The war in Europe, record high energy prices and a return of inflation are just a few of the factors contributing to market volatility today.

Despite this, our multi-stakeholder approach and long-term outlook help us minimise the impact of these factors and macro undercurrents.

As sustainable investors, we are seeking companies that exhibit "corporate karma" because these are the companies that look not only to survive but to thrive in times of macro uncertainty.

One area at the moment experiencing short-term pressure is the recent strength in energy companies following the surge in oil and gas prices after the war in Ukraine began. We conclude from recent events that the high and volatile fuel prices we have seen only serve to increase the urgency of countries and governments to reach their full climate transition, and focus companies on reaching their net zero carbon commitments.

Schroders is a signatory of both the Climate Action 100+ and the Net Zero Asset Management initiative and was one of the earliest financial institutions to be a pledged member of the Science Based Target initiative (SBTi). We know first-hand what it takes to make a climate commitment and work towards a climate goal.

As active owners, we have made ambitious engagement plans targeting over 500 companies across a wide range of sectors to encourage companies to commit to climate goals, make transition plans and allow us to measure and monitor performance as they progress.
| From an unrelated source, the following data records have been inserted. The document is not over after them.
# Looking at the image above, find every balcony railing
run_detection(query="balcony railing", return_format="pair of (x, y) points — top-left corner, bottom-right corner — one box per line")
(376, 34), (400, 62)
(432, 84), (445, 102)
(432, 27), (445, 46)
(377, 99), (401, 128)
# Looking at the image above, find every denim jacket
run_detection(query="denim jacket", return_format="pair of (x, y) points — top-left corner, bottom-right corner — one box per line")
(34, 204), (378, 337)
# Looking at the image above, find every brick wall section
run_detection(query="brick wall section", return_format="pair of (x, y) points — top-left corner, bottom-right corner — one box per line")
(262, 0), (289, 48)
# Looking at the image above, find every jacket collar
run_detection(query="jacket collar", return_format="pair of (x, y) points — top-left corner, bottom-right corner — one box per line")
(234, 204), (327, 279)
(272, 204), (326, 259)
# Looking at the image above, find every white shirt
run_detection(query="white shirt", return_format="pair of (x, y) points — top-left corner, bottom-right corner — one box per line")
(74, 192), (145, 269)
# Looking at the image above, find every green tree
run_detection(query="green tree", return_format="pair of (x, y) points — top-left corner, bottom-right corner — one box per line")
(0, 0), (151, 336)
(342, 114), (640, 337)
Where are we currently engaging with companies?

One company that we’ve been engaging with since 2019 is Recruit, a Japanese recruitment company, best known for the websites Glassdoor and Indeed. We successfully engaged with this company initially around governance, particularly around board level and executive management-level gender diversity.

Buoyed by that optimism, we’ve re-engaged with the company around climate transition plans, and we were very pleased to hear the company announced net zero commitments in 2021.

On a recent call with the company, we learned that they have already made short- and medium-term ambitions in line with a 1.5 degree Science Based Target initiative. Importantly, these were linked to management compensation. The focus is now on how to incorporate and minimise indirect Scope 3 emissions, which are predominantly from the commuting of their temporary staff.

Measuring and managing Scope 3 emissions is not an easy task. They have launched initiatives around promoting remote working and promoting green transport, not just for their own staff, but for the staff that they are recruiting to their clients.

We will continue our dialogue with the company, particularly around environmental disclosure, as well as new initiatives around transparency on Scope 3 emissions, and we will look to share best practice across companies that are faced with similar climate challenges.